Non-spouse Rollovers — Effective for distributions after December 31, 2006, non-spouse beneficiaries in a qualified plan, 403(b) or 457(b) plan are eligible to roll over to a beneficial IRA. This is great news for non-traditional families, as currently non-spouse significant others (for example, domestic partners) typically are forced to withdraw the entire amount as a lump sum and incur immediate taxes.

Direct Deposit of Tax Returns — Effective for taxable years beginning after December 31, 2006, the Act directs the Department of the Treasury to allow individuals to direct any portion of a refund to be paid directly to an IRA. In fact, taxpayers can opt to split their 2006 Federal income tax refunds with direct deposits into up to three different accounts, for example, a portin to their checking account, a portion to their IRA, and the rest to a Coverdell education savings account that they own.


According to recent economic reports from Washington, Americans' savings rate fell to a record low.
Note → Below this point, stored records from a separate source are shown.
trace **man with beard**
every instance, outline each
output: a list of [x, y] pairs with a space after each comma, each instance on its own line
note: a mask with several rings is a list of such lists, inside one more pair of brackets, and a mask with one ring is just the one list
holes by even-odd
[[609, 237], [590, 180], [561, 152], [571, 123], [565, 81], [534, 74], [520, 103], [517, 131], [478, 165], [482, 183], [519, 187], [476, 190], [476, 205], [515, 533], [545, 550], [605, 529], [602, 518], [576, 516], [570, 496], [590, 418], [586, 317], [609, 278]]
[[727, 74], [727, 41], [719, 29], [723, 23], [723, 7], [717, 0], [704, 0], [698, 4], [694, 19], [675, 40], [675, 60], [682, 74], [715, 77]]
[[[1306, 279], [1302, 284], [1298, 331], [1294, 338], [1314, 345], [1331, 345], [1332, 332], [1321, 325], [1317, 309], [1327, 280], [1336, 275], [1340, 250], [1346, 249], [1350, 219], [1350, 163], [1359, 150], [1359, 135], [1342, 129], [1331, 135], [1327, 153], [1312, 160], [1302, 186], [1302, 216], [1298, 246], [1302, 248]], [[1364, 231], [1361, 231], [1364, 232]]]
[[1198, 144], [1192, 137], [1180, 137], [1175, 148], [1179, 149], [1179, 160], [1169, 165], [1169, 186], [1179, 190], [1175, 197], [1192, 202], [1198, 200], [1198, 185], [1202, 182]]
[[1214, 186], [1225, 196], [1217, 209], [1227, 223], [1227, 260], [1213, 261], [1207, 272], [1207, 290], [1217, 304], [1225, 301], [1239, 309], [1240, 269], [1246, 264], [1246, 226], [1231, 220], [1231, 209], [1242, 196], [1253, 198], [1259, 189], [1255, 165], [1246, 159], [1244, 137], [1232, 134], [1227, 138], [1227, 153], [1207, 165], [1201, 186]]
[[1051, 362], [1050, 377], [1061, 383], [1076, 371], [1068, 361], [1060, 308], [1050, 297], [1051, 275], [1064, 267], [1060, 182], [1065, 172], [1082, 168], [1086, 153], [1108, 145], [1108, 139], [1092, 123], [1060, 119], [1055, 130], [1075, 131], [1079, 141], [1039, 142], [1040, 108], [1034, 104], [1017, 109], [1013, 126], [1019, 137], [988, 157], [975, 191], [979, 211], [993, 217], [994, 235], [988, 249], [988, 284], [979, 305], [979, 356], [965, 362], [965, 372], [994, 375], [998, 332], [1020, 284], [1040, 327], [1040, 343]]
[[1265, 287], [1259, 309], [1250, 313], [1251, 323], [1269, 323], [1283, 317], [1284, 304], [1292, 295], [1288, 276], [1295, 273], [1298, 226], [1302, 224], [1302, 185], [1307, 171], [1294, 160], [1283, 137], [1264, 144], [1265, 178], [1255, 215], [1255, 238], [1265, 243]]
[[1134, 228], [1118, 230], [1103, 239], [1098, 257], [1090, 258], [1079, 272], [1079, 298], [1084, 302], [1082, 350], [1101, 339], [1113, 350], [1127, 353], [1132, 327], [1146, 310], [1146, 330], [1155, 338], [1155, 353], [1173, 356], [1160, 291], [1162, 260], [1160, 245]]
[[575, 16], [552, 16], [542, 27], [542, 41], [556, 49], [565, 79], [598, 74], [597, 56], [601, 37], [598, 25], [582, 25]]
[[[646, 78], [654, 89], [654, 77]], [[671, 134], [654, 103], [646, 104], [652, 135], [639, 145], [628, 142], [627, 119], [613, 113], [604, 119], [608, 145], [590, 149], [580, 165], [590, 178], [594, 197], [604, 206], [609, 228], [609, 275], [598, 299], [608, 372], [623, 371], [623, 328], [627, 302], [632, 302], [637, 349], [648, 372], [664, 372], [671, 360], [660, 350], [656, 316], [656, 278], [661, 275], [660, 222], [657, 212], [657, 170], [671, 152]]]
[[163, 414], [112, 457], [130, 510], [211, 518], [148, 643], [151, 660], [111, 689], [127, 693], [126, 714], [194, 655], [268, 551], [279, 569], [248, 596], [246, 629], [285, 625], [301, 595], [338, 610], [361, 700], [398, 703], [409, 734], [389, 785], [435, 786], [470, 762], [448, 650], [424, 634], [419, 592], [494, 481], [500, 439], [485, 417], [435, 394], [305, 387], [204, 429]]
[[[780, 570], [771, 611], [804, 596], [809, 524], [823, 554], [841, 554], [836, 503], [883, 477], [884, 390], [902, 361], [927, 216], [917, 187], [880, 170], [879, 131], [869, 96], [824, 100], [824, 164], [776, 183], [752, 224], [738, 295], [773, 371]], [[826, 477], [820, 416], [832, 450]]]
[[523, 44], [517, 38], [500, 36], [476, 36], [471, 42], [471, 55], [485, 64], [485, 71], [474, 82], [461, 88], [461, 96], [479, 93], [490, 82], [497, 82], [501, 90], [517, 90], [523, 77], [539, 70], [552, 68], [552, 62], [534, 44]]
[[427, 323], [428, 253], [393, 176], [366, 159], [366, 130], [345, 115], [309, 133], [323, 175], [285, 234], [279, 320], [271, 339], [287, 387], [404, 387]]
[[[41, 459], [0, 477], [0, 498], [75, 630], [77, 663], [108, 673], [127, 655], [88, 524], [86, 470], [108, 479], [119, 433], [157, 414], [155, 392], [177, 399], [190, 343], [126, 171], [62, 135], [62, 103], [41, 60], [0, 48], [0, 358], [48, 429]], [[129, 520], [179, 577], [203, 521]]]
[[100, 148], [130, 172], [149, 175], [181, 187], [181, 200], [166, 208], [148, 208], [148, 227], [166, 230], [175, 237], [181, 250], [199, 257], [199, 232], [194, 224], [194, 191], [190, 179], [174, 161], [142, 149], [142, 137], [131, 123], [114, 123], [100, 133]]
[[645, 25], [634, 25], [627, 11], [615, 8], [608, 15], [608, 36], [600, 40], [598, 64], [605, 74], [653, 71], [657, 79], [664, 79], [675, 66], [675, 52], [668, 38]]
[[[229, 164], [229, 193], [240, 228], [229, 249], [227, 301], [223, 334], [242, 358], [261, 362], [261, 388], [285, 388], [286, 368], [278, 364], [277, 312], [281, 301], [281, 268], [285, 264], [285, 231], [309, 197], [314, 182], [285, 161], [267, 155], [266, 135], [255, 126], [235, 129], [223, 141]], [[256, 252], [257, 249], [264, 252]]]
Hopefully the reforms brought by the Pension Protection Act will encourage Americans to save more. Otherwise worries may lie ahead for Americans.

Article Last Updated: 09/12/2006

This material is provided for general and educational purposes only, and is not intended to provide legal, tax or investment advice. Individuals who wish to invest in retirement plans should contact their tax and financial advisors regarding their specific legal or tax situation.